We lay back on the bower of cushions and the cashmere blanket, shoulder to shoulder, in a square of strong white sunlight. It was a delicious moment of respite, a curiously normal moment of calm, and I think Adair and I came to the same conclusion at the same time: we were back on earth in the house where everything had started, but how did we know that anything had changed? We’d been returned to the land of the living, but beyond that, how did we know that we weren’t exactly the same as we’d been before the journey?
“I want to see for myself,” Adair said, determined. He sat up and reached to his desk and began searching with his fingertips for something on the desktop. After a moment of groping and cursing under his breath, he found it: a penknife. The tiny blade, with its ivory handle, seemed an anachronism, a device from another time.
He pressed the blade to the tip of an index finger until it pierced the skin. A corona of red welled to the spot. We held our breath and waited. A minute passed and the wound hadn’t healed over yet. After another minute, a drop of blood rolled down his finger. The wound remained doggedly open.
“My God,” he said, raising it to his mouth to suck on the wound. With a burst of alarm, I realized that Adair could be made to hurt now, to suffer, to feel the burr of pain from a headache, a broken bone, or a tumor. Now wasn’t the time to turn my thoughts to the fragility of life, not when anything could press down and rupture our delicate human bodies, crush us like eggs, but I saw that I could lose Adair still. He could be taken away from me as swiftly as Luke had been.
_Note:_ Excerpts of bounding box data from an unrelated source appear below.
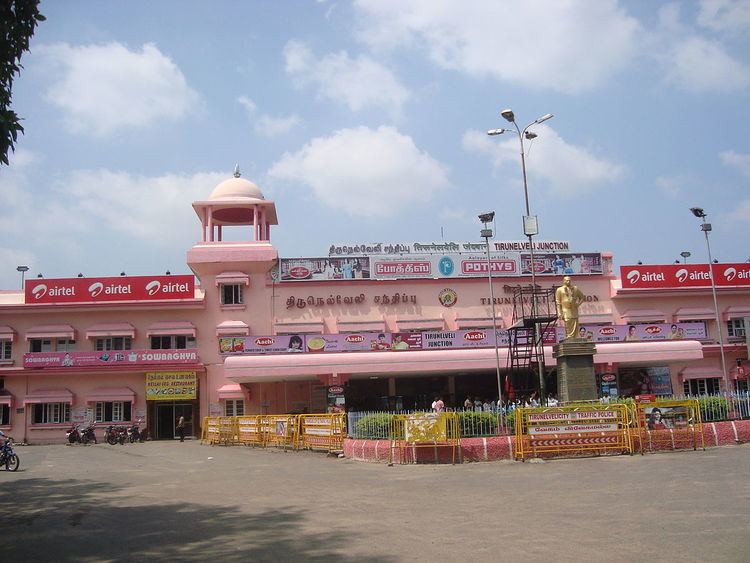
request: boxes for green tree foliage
[0,0,45,165]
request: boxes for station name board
[24,275,195,304]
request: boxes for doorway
[155,402,193,440]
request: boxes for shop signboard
[620,262,750,289]
[24,275,195,305]
[279,256,370,282]
[146,371,198,401]
[23,348,199,368]
[556,321,708,343]
[521,252,603,276]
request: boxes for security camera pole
[690,207,730,394]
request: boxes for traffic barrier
[297,413,346,452]
[636,399,706,453]
[389,412,461,463]
[515,404,637,461]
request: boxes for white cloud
[237,96,302,137]
[665,36,750,93]
[719,151,750,178]
[463,125,625,197]
[34,43,200,137]
[268,127,448,217]
[355,0,642,93]
[284,41,409,116]
[697,0,750,33]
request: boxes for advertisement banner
[620,263,750,289]
[521,252,603,276]
[279,256,370,282]
[146,371,198,401]
[568,321,708,342]
[24,275,195,305]
[23,349,199,368]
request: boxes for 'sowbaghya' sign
[146,371,198,401]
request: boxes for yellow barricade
[297,413,346,452]
[636,399,706,453]
[514,404,637,460]
[389,412,461,463]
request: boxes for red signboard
[25,275,195,304]
[620,263,750,289]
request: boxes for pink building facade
[0,176,750,443]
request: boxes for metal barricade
[636,399,706,453]
[515,404,635,461]
[389,412,461,463]
[297,413,346,452]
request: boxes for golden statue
[555,276,586,338]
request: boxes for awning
[216,272,250,286]
[219,383,245,399]
[146,321,195,337]
[273,319,325,334]
[86,387,135,403]
[86,323,135,338]
[678,366,724,381]
[0,326,16,342]
[216,321,250,336]
[621,309,667,323]
[674,307,716,323]
[456,317,504,330]
[724,305,750,321]
[23,389,73,405]
[336,317,385,332]
[26,325,76,340]
[396,317,446,331]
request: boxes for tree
[0,0,46,165]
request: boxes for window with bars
[221,283,242,305]
[94,401,132,422]
[32,403,70,424]
[224,399,245,416]
[151,335,195,350]
[96,336,133,352]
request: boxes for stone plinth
[553,338,597,402]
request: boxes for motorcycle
[0,432,21,471]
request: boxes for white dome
[208,178,265,200]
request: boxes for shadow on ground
[0,479,383,561]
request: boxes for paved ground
[0,442,750,561]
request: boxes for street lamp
[16,266,29,291]
[479,211,505,428]
[690,207,729,393]
[487,109,554,404]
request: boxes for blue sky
[0,0,750,288]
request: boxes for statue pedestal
[553,338,598,402]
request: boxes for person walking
[177,416,185,442]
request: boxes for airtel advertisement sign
[620,263,750,289]
[25,275,195,304]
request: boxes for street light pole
[479,211,505,430]
[487,109,554,405]
[690,207,729,394]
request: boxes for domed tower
[187,167,278,276]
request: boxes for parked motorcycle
[0,432,21,471]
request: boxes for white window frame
[224,399,245,416]
[219,283,244,305]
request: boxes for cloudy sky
[0,0,750,288]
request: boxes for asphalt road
[0,441,750,561]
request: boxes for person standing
[177,416,185,442]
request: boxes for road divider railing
[515,404,638,461]
[201,413,346,452]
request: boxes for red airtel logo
[464,330,487,342]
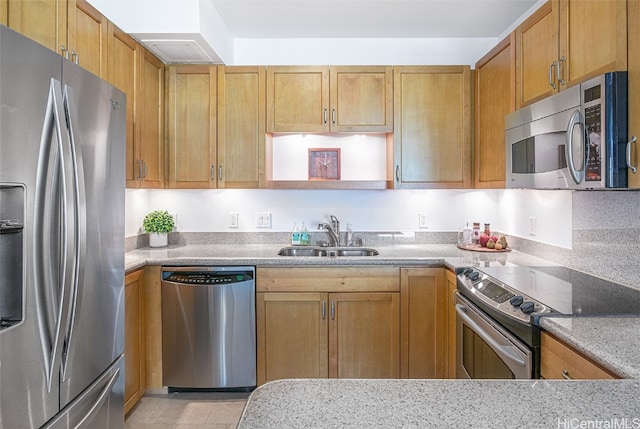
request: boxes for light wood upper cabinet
[166,65,217,189]
[7,0,67,53]
[107,24,142,188]
[124,269,146,413]
[393,66,472,188]
[516,0,632,108]
[474,33,515,188]
[67,0,109,78]
[559,0,638,89]
[217,67,266,188]
[516,0,559,108]
[400,268,448,378]
[267,66,393,133]
[627,0,640,188]
[7,0,108,77]
[135,46,165,189]
[329,66,393,133]
[0,0,9,25]
[267,66,329,133]
[540,332,619,380]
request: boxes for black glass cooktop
[477,266,640,316]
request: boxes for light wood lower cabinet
[540,332,619,380]
[124,269,146,413]
[400,268,455,378]
[256,267,400,384]
[445,270,458,378]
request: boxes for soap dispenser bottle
[300,222,309,246]
[291,222,300,246]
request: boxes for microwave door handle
[627,136,638,174]
[456,304,526,367]
[564,110,589,185]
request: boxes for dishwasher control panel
[164,272,253,285]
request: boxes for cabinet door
[8,0,67,53]
[628,0,640,188]
[217,67,266,188]
[256,292,328,385]
[136,47,164,189]
[445,270,458,378]
[107,24,142,188]
[540,332,617,380]
[515,0,559,109]
[0,0,9,26]
[124,270,145,413]
[329,66,393,133]
[559,0,638,88]
[393,66,471,188]
[474,34,515,188]
[329,292,400,378]
[167,65,217,189]
[400,268,447,378]
[67,0,108,78]
[267,66,330,133]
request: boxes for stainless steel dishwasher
[161,267,256,391]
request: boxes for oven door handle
[456,304,526,367]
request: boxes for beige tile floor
[125,392,249,429]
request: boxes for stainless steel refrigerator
[0,27,125,429]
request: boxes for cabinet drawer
[540,332,619,380]
[256,266,400,292]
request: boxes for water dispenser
[0,184,25,330]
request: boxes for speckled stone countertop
[238,379,640,429]
[125,244,553,272]
[540,315,640,378]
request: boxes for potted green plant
[142,210,176,247]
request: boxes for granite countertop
[238,379,640,429]
[540,315,640,378]
[125,244,557,272]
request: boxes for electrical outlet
[418,212,429,228]
[529,216,538,235]
[229,212,238,228]
[256,212,271,228]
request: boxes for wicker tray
[458,244,511,253]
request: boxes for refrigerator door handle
[61,85,87,381]
[33,79,71,392]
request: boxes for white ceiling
[211,0,536,38]
[89,0,544,64]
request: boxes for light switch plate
[256,212,271,228]
[418,212,429,228]
[229,212,238,228]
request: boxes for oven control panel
[458,268,552,323]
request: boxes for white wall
[125,189,572,248]
[233,37,498,66]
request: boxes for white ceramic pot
[149,232,169,247]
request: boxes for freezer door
[60,60,126,407]
[42,356,124,429]
[0,26,64,428]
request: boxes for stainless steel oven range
[455,266,640,379]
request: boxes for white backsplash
[125,189,572,248]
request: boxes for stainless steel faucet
[318,215,340,247]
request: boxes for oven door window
[462,325,516,379]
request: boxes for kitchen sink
[278,247,379,256]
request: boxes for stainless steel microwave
[505,72,631,189]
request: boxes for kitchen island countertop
[125,244,557,272]
[238,379,640,429]
[540,315,640,378]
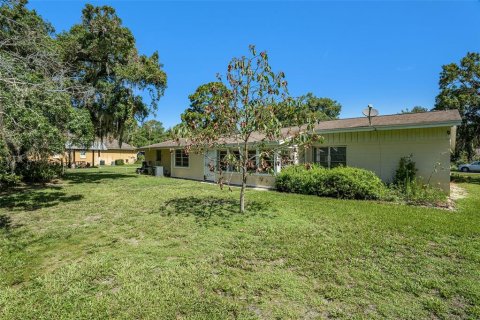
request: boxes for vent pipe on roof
[362,104,378,126]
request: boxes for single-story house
[139,110,461,193]
[59,138,137,166]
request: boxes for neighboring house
[65,138,137,166]
[139,110,461,192]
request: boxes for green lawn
[0,167,480,319]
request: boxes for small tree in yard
[176,46,317,212]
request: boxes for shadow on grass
[63,169,138,183]
[450,173,480,184]
[160,196,275,226]
[0,186,83,211]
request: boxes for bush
[276,165,389,199]
[16,161,63,182]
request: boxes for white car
[458,161,480,172]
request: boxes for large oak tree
[435,52,480,160]
[58,4,167,141]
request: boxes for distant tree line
[0,0,167,187]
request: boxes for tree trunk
[240,168,247,213]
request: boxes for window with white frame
[313,147,347,168]
[217,150,228,172]
[175,149,189,167]
[258,150,274,172]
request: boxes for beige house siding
[145,149,172,175]
[303,127,452,192]
[145,127,455,193]
[63,150,137,166]
[99,150,137,165]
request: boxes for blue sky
[29,1,480,127]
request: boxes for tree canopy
[177,46,315,212]
[0,0,93,178]
[127,120,167,147]
[435,52,480,160]
[58,4,167,141]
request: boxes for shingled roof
[139,110,462,149]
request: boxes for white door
[204,150,217,181]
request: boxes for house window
[175,149,188,167]
[313,147,347,168]
[277,149,295,167]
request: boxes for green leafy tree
[58,4,167,141]
[435,52,480,160]
[177,46,315,212]
[0,0,93,180]
[128,120,167,147]
[400,106,428,114]
[182,82,231,127]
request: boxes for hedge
[276,165,389,199]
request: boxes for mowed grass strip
[0,167,480,319]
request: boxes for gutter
[315,120,462,133]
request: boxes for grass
[0,167,480,319]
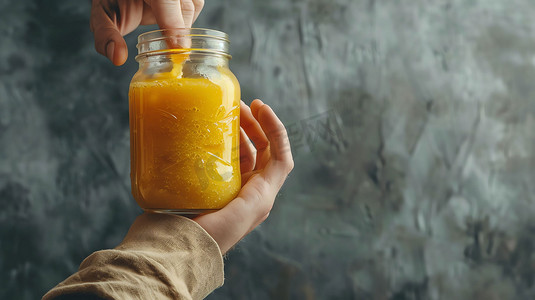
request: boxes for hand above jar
[90,0,204,66]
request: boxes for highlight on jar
[129,28,241,215]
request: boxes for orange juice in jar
[129,28,241,215]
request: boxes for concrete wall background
[0,0,535,300]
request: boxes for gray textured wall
[0,0,535,300]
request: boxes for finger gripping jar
[129,28,241,215]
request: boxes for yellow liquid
[129,56,241,212]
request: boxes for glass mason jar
[129,28,241,215]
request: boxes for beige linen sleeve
[43,213,224,300]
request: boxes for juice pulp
[129,60,241,212]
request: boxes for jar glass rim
[137,28,229,43]
[136,28,230,59]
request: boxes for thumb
[91,7,128,66]
[145,0,185,29]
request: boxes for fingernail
[106,41,115,62]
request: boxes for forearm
[43,214,223,299]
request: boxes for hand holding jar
[90,0,204,66]
[91,0,293,253]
I stared into his face and I knew that it had changed, almost unperceivably, but it had changed. I knew that soon time would be etched there, recorded in small lines near his eyes and mouth. It would come to me, too. We would see proof of time’s progress on each other and would be forever reminded of the bargain we struck today.
He’d given up so much for me that it was nearly incomprehensible to grasp the scope of it. Who would give up everything for love? Give up infinite power, all of time? And in exchange for the precariousness of the human condition, illness and decay, never knowing which day would be your last. Still, he’d agreed to this because of me. Me. It was humbling. I felt grateful that Adair could love me so much.
Then it struck me, the tremendous responsibility that came with love. He’d traded the entirety of the cosmos for this world, the infinitely small and yet complete world that contained just him and me. Together, we would experience everything that world had to offer. We would have children and raise them together; we would grow old together, and one day we would die. We would experience a common, everyday life, and that was the true miracle of love, I saw. That two people could be the world to each other. We had only the days of one lifetime to dedicate to the task, and suddenly—after two centuries of living as though life would never end—that timeline felt ridiculously short, as though we’d been cheated. Would the days of one lifetime be enough? They would have to be.
Again, Adair seemed to read my mind. He took my hands and looked into my eyes. “We have a set number of days together now—and who knows how many—so we must always remember that our forever is the rest of our two lives, our two lives together. Are you ready to do this, to spend the rest of our lives together, Lanny my love?”
My love. Those words had never sounded better. I leaned into him. “Yes,” I said, holding tightly to his arm as we lay back together on the cushions, bonded together for the rest of our lives. “Yes, I am.”